After creating the previous state which applies available updates every Saturday morning, I noticed sometimes logging into Linux VMs would return a message of *** System restart required ***. I found that this text was coming from the file /var/run/reboot-required which was created when a package required a system restart.

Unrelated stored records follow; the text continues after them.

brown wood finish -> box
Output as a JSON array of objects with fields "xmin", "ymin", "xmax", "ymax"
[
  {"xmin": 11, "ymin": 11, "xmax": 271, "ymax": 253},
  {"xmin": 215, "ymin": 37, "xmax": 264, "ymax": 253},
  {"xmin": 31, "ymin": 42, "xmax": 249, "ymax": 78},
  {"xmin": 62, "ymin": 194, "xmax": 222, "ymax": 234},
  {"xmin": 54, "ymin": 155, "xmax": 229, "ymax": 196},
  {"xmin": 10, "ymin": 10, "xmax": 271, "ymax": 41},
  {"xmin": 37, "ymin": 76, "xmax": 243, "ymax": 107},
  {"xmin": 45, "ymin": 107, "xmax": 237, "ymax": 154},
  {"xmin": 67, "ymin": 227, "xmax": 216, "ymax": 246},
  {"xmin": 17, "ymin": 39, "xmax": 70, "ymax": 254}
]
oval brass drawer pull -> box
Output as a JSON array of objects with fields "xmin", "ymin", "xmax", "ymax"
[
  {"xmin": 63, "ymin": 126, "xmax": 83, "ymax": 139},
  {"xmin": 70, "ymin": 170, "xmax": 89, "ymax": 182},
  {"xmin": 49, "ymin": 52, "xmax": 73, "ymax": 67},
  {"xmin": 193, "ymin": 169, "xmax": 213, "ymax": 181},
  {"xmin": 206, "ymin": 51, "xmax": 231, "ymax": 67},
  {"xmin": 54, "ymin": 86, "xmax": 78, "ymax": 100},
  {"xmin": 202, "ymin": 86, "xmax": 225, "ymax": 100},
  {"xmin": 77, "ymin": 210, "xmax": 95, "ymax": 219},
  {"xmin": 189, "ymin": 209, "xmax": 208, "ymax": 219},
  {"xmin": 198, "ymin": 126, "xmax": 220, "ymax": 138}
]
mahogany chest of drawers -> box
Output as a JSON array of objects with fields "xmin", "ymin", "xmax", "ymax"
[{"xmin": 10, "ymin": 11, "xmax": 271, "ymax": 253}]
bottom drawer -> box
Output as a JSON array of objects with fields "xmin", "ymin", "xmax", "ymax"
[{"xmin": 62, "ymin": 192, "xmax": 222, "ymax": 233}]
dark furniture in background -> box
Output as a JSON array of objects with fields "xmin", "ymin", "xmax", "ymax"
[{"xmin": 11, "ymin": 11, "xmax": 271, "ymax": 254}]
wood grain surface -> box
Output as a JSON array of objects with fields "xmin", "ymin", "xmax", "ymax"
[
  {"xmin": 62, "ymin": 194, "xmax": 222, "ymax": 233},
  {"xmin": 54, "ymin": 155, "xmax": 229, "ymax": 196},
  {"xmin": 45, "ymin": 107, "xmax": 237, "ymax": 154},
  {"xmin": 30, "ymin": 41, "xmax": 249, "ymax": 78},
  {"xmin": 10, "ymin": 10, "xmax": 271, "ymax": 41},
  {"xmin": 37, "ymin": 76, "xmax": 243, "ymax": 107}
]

I’ve modified the state file applied by my scheduled job to accommodate this reboot as shown below:
update_pkg:
{% if grains['os'] == 'VMware Photon OS' %}
pkg.uptodate:
- refresh: True
{% else %}
pkg.uptodate:
- refresh: True
- dist_upgrade: True
{% endif %}
{# Check if the system requires a reboot, and if so schedule it to happen in the next 15 minutes, randomize to prevent boot storm #}
{%- if salt['file.file_exists']('/var/run/reboot-required') %}
Reboot-if-needed:
module.run:
- name: system.reboot
- tgt: {{ grains.id }}
- at_time: {{ range(1,15) | random }}
{%- endif %}In this version, we continue to use pkg.uptodate to apply updates, but after doing so we check for the presence of /var/run/reboot-required. If found, we schedule a system reboot to happen at least one minute in the future (to give the salt-minion time to report back). In this case we are randomizing the time of these reboots to minimize a boot storm, with a maximum future time of 15 minutes.